Joke? TIGTA is a Joke!

Posted by: Insider | Mar 31, 2010 6:23:21 AM

What's 16 inches long and hangs in front of a prick? An IRS man's necktie.

Posted by: yuks | Mar 14, 2010 8:04:44 PM

Ach,

glad I could oblige. As I stated, I worked on the law enforcement side, so I worked with gun toting IRS Special Agents. When a kid wants to grow up to be in law enforcement, do they say "I want to be an IRS Special Agent!"? Policeman, FBI, CIA, Secret Service, NSA, military and I don't know how many other jobs come to mind first. Which leads to the obvious question: How did they wind up an IRS special agent in the 1st place (didn't they try somewhere else, or many somewhere elses, first?)

Btw, one special agent I worked closely with left the IRS shortly after 9/11 to join the undercover plain clothed security force that rode on all the planes in the aftermath of 9/11. It's a cowboy thing. What cowboy wants to work for the IRS when they can be working to stop the next 9/11?

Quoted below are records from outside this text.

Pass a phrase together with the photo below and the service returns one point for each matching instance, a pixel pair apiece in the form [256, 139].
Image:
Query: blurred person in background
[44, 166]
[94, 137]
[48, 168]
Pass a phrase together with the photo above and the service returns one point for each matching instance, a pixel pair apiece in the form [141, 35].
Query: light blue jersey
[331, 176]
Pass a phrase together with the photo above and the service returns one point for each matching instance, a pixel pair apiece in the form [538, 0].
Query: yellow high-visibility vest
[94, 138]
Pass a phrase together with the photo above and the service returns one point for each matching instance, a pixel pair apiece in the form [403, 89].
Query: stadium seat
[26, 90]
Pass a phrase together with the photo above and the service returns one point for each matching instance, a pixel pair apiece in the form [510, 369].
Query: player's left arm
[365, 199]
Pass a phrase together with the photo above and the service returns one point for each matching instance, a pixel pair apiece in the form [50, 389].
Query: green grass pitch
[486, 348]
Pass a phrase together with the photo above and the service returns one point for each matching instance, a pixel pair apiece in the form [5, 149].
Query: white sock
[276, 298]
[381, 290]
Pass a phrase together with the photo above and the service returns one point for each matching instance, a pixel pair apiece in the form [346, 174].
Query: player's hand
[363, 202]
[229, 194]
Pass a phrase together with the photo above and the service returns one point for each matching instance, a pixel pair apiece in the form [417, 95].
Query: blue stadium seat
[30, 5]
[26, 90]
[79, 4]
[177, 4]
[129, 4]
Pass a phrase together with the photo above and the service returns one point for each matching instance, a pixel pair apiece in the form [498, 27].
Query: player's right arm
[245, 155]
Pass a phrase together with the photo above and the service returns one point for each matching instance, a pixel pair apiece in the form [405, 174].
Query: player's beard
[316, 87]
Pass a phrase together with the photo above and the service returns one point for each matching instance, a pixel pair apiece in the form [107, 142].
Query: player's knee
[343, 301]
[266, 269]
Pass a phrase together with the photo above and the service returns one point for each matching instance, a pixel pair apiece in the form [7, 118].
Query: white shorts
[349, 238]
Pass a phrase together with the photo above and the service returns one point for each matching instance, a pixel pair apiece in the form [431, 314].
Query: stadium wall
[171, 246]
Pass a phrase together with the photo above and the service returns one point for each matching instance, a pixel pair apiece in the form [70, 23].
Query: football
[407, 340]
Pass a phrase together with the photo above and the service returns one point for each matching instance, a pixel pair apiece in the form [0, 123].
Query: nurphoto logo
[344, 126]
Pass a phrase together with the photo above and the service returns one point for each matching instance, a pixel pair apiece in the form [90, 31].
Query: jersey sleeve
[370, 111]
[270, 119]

To be fair, I worked with many fine IRS agents. And, trust me, if a person is being prosecuted for a TAX crime, they are a bad person and the likelihood they didn't commit a crime is virtually nil (although there is the difference between what you know and what you can prove in a courtroom). The IRS does not have the resources to police their jurisdiction. The disgruntled (ex-spouse, ex-employee, etc.) information is a very large source of material for prosecutions. And the tax division takes its conviction rate seriously (it is uniformly the highest or very near the highest in all of the government).

Posted by: tax guy | Mar 14, 2010 3:29:51 PM

So what were some of the jokes? Did they say?

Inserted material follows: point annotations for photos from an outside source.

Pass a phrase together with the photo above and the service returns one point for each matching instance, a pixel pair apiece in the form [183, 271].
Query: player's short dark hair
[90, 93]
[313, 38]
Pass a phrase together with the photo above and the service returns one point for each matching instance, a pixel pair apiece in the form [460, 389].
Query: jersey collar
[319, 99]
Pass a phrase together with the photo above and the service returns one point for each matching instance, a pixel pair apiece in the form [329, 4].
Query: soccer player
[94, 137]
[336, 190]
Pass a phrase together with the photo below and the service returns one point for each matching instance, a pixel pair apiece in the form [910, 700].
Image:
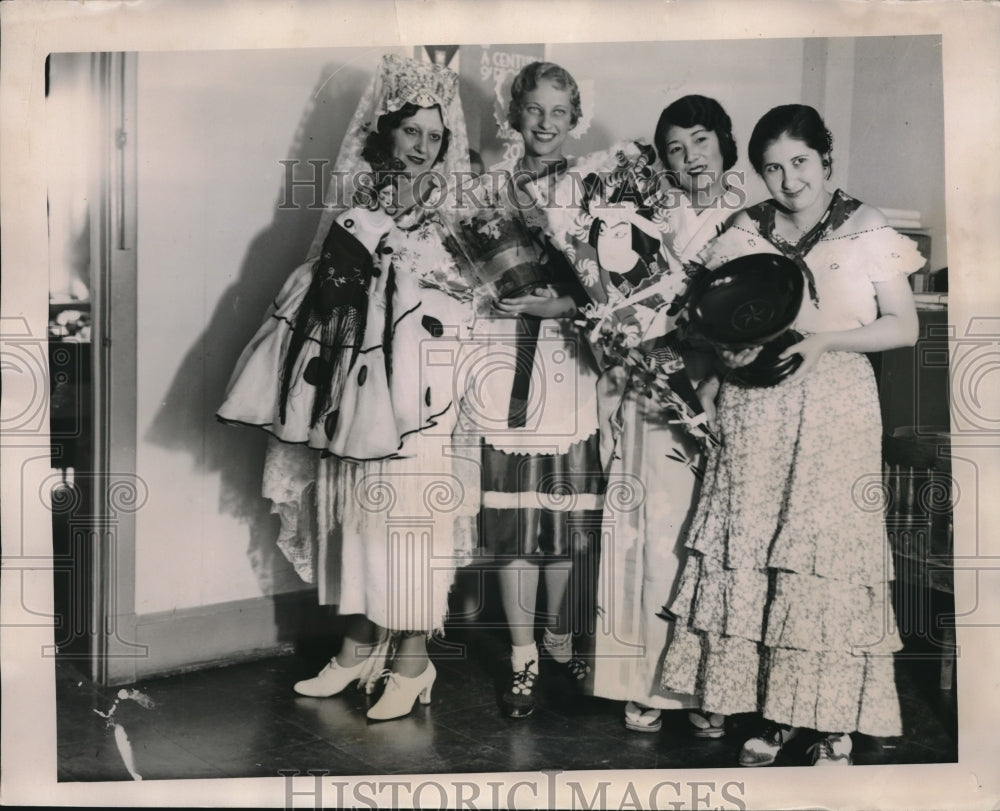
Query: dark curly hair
[798, 121]
[528, 79]
[697, 111]
[378, 145]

Posted by: Rorschach | Mar 14, 2010 11:38:31 AM

They need to change their name to "Congressional Tax Collections Service" so people understand that their hands are tied.

Posted by: ErikZ | Mar 14, 2010 7:33:44 AM

"rouge agents" LOL! Thanks, that made me laugh... I know it wasn't intentional, but that was funny! Thank you, tax guy.

Posted by: Ach | Mar 14, 2010 7:04:53 AM

Try making a complaint to TIGTA about IRS midconduct, what a joke.

Posted by: save_the_rustbelt | Mar 14, 2010 6:37:51 AM

Jokes are always inappropriate. That's how they work.

Posted by: rhhardin | Mar 14, 2010 5:03:04 AM

They should ask themselves: why do they hate us?

Posted by: Taxing That Ass | Mar 13, 2010 9:44:18 PM

Are they also investigating their employee that turned over all that private tax info to OPR on that boston attorney that got him suspended for 48 months?

i have no problem with what TIGTA is doing as far as protecting their employees. I prosecuted tax protesters and stood eye to eye with them in the courthouse, so I know what some of the 70 people might be like and I am not envious of the person who has to investigate that person. But TIGTA's job is not only to protect the IRS, it is to protect the public from the IRS as well (e.g., rouge agents who violate the law by accessing private taxpayer info). Why isn't TIGTA making noise about the attorney who can't practice before the IRS for 4 years because of info provided by an IRS employee who was his "adversary"?